Details: Print the average temperature that a short trip starts and the average temperature that a non-short trip starts. (on the same row, and both round to four decimal places using ROUND()) Please refer to the updated note before Q1 when calculating the duration of a trip.

Q10 [15 points] (q10_riding_in_storm):

For each zip code that has experienced 'Rain-Thunderstorm' weather, find the station that has the most number of trips in that zip code under the storm weather. For simplicity, we only consider the start time of a trip when deciding the station and the weather for that trip.

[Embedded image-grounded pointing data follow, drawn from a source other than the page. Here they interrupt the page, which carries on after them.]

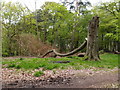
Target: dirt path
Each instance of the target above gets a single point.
(62, 79)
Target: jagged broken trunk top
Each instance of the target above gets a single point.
(92, 42)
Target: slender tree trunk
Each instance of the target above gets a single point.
(92, 43)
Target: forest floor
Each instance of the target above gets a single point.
(93, 77)
(61, 79)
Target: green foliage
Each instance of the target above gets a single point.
(38, 73)
(107, 61)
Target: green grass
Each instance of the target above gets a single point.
(38, 73)
(107, 61)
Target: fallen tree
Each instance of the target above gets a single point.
(67, 54)
(91, 42)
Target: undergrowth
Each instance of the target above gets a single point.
(107, 61)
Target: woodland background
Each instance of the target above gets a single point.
(63, 26)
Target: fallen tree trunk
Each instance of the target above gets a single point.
(69, 53)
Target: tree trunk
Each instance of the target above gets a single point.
(69, 53)
(92, 43)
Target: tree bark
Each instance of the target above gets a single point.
(92, 43)
(69, 53)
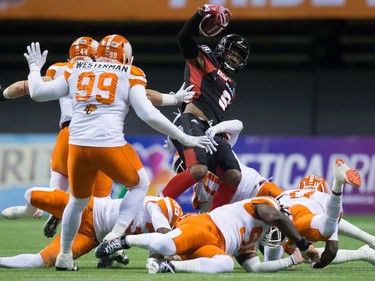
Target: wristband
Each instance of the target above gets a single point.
(303, 244)
(168, 100)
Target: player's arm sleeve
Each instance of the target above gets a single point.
(188, 46)
(255, 265)
(45, 91)
(151, 115)
(328, 254)
(231, 127)
(157, 216)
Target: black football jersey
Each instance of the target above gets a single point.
(215, 90)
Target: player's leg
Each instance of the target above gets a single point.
(342, 174)
(124, 166)
(228, 170)
(364, 253)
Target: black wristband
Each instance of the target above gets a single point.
(2, 98)
(303, 244)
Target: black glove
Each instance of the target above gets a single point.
(2, 98)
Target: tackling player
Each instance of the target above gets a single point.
(102, 93)
(207, 242)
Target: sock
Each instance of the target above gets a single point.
(223, 195)
(154, 242)
(349, 230)
(178, 184)
(23, 261)
(130, 205)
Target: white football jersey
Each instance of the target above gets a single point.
(66, 108)
(240, 226)
(315, 201)
(100, 95)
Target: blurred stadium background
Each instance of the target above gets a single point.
(305, 98)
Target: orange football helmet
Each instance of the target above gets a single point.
(83, 48)
(115, 48)
(314, 182)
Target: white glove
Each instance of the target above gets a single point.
(34, 57)
(211, 132)
(183, 95)
(296, 256)
(201, 141)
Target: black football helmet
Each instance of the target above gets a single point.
(228, 42)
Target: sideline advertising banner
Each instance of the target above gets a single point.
(174, 10)
(24, 163)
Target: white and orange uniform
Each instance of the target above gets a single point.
(252, 184)
(98, 219)
(309, 212)
(59, 160)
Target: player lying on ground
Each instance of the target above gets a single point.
(207, 242)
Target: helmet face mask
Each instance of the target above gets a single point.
(229, 46)
(178, 165)
(83, 48)
(314, 182)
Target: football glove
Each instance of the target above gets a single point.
(221, 13)
(34, 57)
(311, 254)
(296, 257)
(201, 141)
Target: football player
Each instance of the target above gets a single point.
(316, 214)
(156, 214)
(102, 93)
(207, 242)
(211, 73)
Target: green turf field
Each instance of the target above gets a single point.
(25, 236)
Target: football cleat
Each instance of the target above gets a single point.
(18, 212)
(314, 182)
(159, 266)
(83, 48)
(65, 262)
(369, 254)
(105, 262)
(51, 225)
(343, 173)
(121, 258)
(108, 247)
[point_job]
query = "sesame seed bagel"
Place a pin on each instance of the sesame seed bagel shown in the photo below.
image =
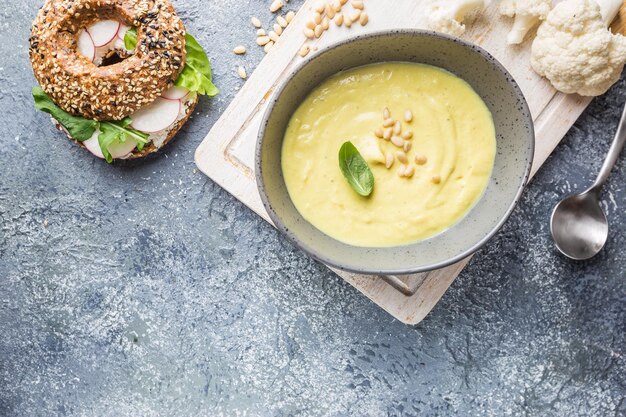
(111, 92)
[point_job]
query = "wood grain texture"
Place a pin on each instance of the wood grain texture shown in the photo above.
(227, 153)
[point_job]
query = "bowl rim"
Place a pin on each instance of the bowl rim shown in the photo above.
(277, 221)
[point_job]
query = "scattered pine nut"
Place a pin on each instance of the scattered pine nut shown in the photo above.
(390, 160)
(304, 51)
(420, 159)
(388, 122)
(397, 141)
(281, 21)
(276, 6)
(357, 4)
(273, 36)
(397, 128)
(256, 22)
(325, 23)
(364, 19)
(263, 40)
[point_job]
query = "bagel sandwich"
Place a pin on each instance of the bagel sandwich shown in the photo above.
(119, 77)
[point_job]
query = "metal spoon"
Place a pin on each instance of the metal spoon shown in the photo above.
(578, 224)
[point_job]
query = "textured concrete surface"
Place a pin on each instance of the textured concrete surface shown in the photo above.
(145, 289)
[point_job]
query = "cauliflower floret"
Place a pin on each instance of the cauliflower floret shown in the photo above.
(527, 14)
(575, 51)
(447, 15)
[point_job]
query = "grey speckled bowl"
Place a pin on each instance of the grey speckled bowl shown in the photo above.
(515, 149)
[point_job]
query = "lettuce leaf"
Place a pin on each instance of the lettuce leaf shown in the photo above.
(118, 132)
(79, 128)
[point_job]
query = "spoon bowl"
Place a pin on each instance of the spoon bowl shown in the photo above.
(579, 226)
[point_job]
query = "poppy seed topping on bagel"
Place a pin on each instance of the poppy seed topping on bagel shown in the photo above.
(120, 77)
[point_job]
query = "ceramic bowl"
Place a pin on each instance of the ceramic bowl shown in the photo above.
(515, 149)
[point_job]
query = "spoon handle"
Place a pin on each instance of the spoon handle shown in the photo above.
(611, 159)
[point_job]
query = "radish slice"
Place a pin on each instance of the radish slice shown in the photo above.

Details: Print the zip code that has experienced the 'Rain-Thunderstorm' weather, the name of the station that has the most number of trips under the strom weather in that zip code, and the total number of trips that station has under the storm weather. Sort by the zip code (increasing). You do not need to print the zip code that has experienced 'Rain-Thunderstorm' weather but no trip happens on any storm day in that zip code.

Grading Rubric

Each submission will be graded based on whether the SQL queries fetch the expected sets of tuples from the database. Note that your SQL queries will be auto-graded by comparing their outputs (i.e. tuple sets) to the correct outputs. For your queries, the order of the output columns is important; their names are not.

Late Policy

See the late policy in the syllabus.

Submission

We use the Autograder from Gradescope for grading in order to provide you with immediate feedback. After completing the homework, you can submit your compressed folder submission.zip (only one file) to Gradescope:

Important: Use the Gradescope course code announced on Piazza.

We will be comparing the output files using a function similar to diff. You can submit your answers as many times as you like.

Collaboration Policy

  • Every student has to work individually on this assignment.
  • Students are allowed to discuss high-level details about the project with others.
  • Students are not allowed to copy the contents of a white-board after a group meeting with other students.
  • Students are not allowed to copy the solutions from another colleague.

WARNING: All of the code for this project must be your own. You may not copy source code from other students or other sources that you find on the web. Plagiarism will not be tolerated. See CMU's Policy on Academic Integrity for additional information.